Can Pelat
El inmueble que ahora presentamos tiene la estructura básica de la edificación mallorquina que venimos observando desde hace tiempo: edificio entre medianeras, que consta de planta baja y dos pisos superiores. Artísticamente lo podemos enmarcar dentro del historicismo.
Cabe recordar que el historicismo es un subestilo dentro del Modernismo, que busca recrearse en estilos del pasado: arte gótico, arte islámico y, en este caso, arte egipcio. Para ser más exactos, los diseños de simetría del hierro forjado de la balconada recuerdan a los pectorales y coronas que utilizaban los faraones del antiguo Egipto.
No obstante, también debemos hacer especial mención a los relieves en piedra de toda la fachada, que le dan un aspecto aún más de templo antiguo, sobre todo por las pilastras con caras cinceladas que se reparten en la parte baja y en el primer piso.
La construcción modernista culmina en la reja del jardín de esta parcela en el carrer de Bisbe Colom, 15. Del mismo modo, junto al cerramiento se levanta el garaje y la antigua casa del chófer. Se trata de un edificio de dos plantas con ventanas de medio punto decoradas con ladrillos rojos.

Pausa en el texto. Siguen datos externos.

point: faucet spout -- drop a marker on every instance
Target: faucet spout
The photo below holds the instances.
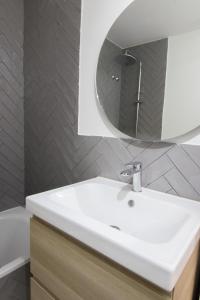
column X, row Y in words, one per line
column 134, row 169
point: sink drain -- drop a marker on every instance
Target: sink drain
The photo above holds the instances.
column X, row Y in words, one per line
column 115, row 227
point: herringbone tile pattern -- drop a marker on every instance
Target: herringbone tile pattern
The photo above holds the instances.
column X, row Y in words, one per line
column 55, row 154
column 11, row 104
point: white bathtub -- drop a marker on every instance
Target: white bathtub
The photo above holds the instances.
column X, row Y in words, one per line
column 14, row 240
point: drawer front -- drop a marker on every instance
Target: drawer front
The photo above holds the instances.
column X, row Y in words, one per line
column 72, row 271
column 38, row 292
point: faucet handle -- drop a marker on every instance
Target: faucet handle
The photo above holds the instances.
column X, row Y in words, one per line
column 136, row 166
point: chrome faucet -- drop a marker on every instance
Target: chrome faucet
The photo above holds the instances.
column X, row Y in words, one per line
column 134, row 169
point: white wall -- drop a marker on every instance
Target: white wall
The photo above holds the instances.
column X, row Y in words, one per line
column 182, row 94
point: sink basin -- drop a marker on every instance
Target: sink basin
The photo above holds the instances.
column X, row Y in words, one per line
column 150, row 233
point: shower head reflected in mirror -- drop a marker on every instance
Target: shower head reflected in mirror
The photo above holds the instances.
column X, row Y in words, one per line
column 126, row 58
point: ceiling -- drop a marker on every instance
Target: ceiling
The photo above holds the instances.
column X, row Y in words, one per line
column 149, row 20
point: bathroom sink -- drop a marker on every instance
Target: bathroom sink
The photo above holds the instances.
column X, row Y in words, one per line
column 150, row 233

Josep Ripoll, el propietario de dicho inmueble, fue miembro de la Junta Directiva del Banco de Sóller. El dato curioso es que el edificio del Banco de Sóller se finalizó en 1912, el mismo año en que se inauguró el Ferrocarril de Sóller S.A. y, este último, se inauguró el mismo día en que salió en prensa que el transatlántico Titanic se había hundido en medio del océano, el 14 de abril de 1912. Fue un año lleno de novedades.